Nonetheless, a few heartfelt pieces received well due ovation. Maya Williams’ piece “Niggah” put youth “revolutionaries” in check with the derogatory-turned-colloquial term, while other memorable performers were Tusawn with his “rap in a poem form” and Antonio’s unclichédSpanglish piece.
Though few were memorable, all but two poets advanced from this lucky seventh prelim to the finals-hackneyed prose and all. (The majority of the other prelims followed the same pattern of advancing amateur poets). With an overflowing pool of poets advancing to the semifinals, the Theater of the Point in the Bronx fumed with Bic ink and nervous souls: many of the poseurs were about to be cut. This was a night of creatively composed violence that followed with lyrical tales of the hood, rape, ex-girlfriends, no-good boyfriends, curses, quicksand, blood, crack pipes, and HIV. One poet spit, “Baptized with blood, I was, ‘cause I’m a child of disease, now a symbol of a teenage love gone wrong.” Another shouted, “Poetry is my bitch.”
Another semifinal night at the Nuyorican Poet’s Café showcased the same tension of the Bronx: one poet illustrated intently a young guy who catches his girlfriend cheating, shoots the other man, beats his girlfriend senseless until her jaw breaks off just before the dying girlfriend picks up his pistol and sends five straight to his chest, then falls dead with the complications of her trauma, all wrapped up in a nice even rhyme emitted from the lips of a stuttering young boy no taller than five feet.

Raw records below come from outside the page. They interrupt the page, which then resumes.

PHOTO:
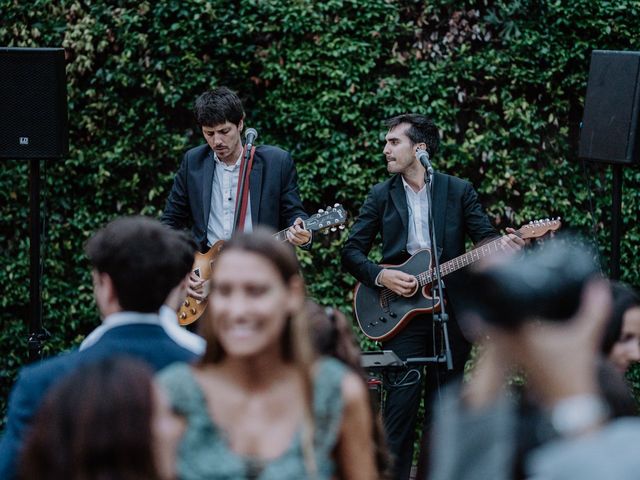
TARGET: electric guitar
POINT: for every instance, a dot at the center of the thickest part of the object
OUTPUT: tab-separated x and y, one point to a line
382	313
331	218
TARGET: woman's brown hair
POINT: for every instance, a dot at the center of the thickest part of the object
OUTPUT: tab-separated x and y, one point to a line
94	424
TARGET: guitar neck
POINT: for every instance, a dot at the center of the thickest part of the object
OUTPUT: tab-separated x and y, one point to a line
462	261
281	236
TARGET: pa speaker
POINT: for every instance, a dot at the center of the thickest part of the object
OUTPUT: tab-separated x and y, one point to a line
610	123
33	103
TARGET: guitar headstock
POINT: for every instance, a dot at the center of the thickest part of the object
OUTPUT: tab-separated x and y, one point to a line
538	228
330	218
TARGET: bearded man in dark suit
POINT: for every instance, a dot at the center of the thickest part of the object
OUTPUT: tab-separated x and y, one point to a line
398	210
203	196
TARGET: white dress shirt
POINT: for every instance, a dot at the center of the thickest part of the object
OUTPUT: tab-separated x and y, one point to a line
418	206
223	201
167	319
418	222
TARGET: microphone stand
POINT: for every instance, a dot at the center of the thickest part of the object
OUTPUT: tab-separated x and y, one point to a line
243	173
441	318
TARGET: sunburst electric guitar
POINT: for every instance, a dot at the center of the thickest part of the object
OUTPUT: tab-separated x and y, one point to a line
330	219
381	313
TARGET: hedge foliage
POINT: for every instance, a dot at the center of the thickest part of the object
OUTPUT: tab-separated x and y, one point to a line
504	80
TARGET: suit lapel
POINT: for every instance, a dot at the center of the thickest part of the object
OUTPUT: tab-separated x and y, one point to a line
440	191
207	179
399	199
255	188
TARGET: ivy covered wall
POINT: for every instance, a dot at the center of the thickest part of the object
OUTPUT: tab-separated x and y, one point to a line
504	81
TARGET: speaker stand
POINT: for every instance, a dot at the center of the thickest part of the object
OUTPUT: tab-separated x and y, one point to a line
616	221
37	333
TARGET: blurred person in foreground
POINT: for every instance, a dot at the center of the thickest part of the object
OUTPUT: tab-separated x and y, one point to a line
136	263
333	336
621	342
260	404
542	316
107	420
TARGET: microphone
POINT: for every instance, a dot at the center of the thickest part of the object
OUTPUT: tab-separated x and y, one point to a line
250	136
423	157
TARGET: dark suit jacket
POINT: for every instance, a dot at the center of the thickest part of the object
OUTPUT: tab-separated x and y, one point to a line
275	201
457	213
147	342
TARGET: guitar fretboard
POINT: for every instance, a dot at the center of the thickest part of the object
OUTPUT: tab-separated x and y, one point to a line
462	261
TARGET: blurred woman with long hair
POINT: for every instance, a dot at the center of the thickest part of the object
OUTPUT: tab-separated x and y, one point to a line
105	421
261	404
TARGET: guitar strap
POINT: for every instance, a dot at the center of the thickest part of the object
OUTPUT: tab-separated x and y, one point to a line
244	170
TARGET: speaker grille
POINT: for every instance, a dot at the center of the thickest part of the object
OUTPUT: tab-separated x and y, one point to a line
33	103
610	121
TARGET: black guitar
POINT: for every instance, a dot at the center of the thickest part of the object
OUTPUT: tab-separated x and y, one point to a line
381	313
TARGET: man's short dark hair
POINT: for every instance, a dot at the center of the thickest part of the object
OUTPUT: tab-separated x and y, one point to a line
422	130
144	259
218	106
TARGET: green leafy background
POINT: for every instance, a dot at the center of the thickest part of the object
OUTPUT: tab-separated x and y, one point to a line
504	81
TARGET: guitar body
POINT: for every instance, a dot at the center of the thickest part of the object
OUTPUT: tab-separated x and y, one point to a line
381	314
192	309
330	219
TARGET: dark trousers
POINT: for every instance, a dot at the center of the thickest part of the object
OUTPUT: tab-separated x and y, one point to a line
402	402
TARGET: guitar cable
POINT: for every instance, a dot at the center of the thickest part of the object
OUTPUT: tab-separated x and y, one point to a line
405	380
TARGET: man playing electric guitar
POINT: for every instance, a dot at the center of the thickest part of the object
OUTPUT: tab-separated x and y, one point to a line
204	191
397	209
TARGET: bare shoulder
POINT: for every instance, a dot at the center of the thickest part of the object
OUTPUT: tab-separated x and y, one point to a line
354	390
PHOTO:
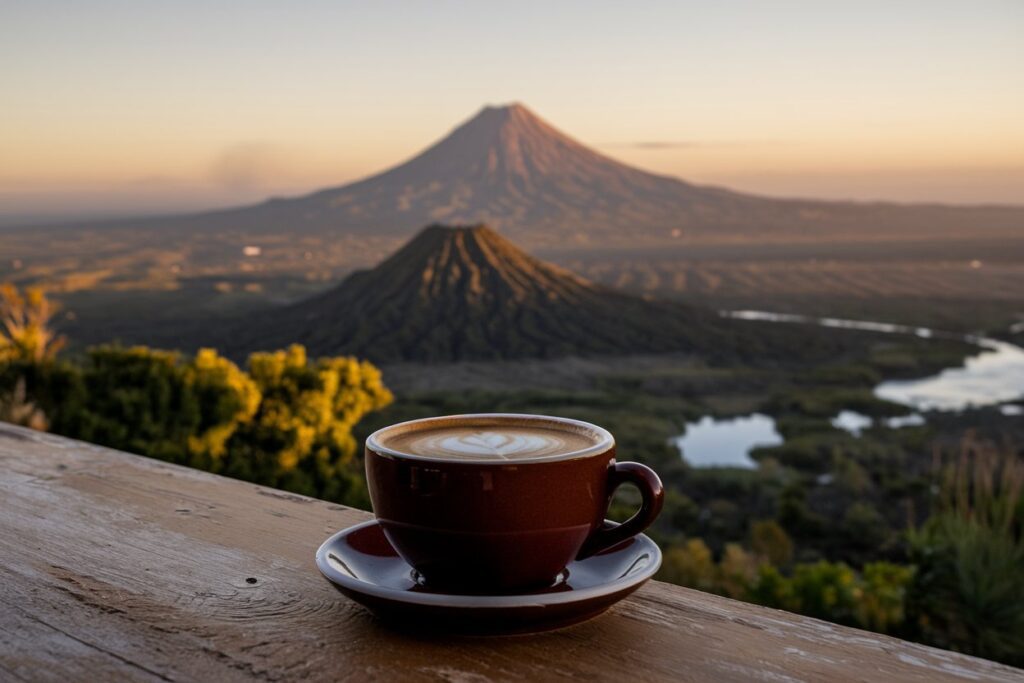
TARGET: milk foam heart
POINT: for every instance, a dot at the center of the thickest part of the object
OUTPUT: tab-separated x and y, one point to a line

It was another night of creative violence or disturbing truth.
Keep Writing
by Ujijji Davis
It was dark and quiet and the only thing that I could see was a lit stage that became home to teens who filled the room with poetry and energy. Alongside me sat families and poets waiting for their names to be called, names that would someday be called again for a spot on the New York City team for the National Teen Poetry Slam Championships in San Francisco.
I watched the dream begin as the competition started with roughly 500 poets: teens from all over NYC who shared their stories through their poetry. Some shared thoughts on abstinence, stereotypes, identities, and poetry releases, while others shared stories of people they knew, deceased loved ones, and dark secrets that had poets shedding tears. Like Hannah, a teenager who wrote a poem about her dreadful encounter with an older boy in a janitor closet. I was a part of the teary-eyed crowd when she read it.
The semifinals brought the poetry to a higher level as many strived for a spot in the Grand Slams. There was poetry about HIV, self-esteem and other countries’ distresses. It was amazing to see how aware today’s youth are of the world and their surroundings. The decisions on which poet to keep became harder and harder and when some poets did not make it a few of them cried. Other poets, judges, and people from the audience came to console them and the only thing they could say was, “Keep writing, you hear?”
The Grand Slam was out of this world. Backstage I found poets reciting performance pieces together, receiving positive feedback and helpful suggestions. Obviously it was about the poetry and not the competition. When I asked one poet, Laura, about her feelings at that time, she answered philosophically, “There is no time left for doubt, I just have to believe.”
Soon the poets had to slam, and their confidence filled the room. There were numerous topics and the audience loved it all. When the slams were over and the six poets were chosen, the crowd cracked windows with applause. Brian, Aja Monet, Maya Williams, Kesed Ragin, Erica Buddington and Jaylene Clark were to represent the teen poets of New York at the Brave New Voices national championships in San Francisco.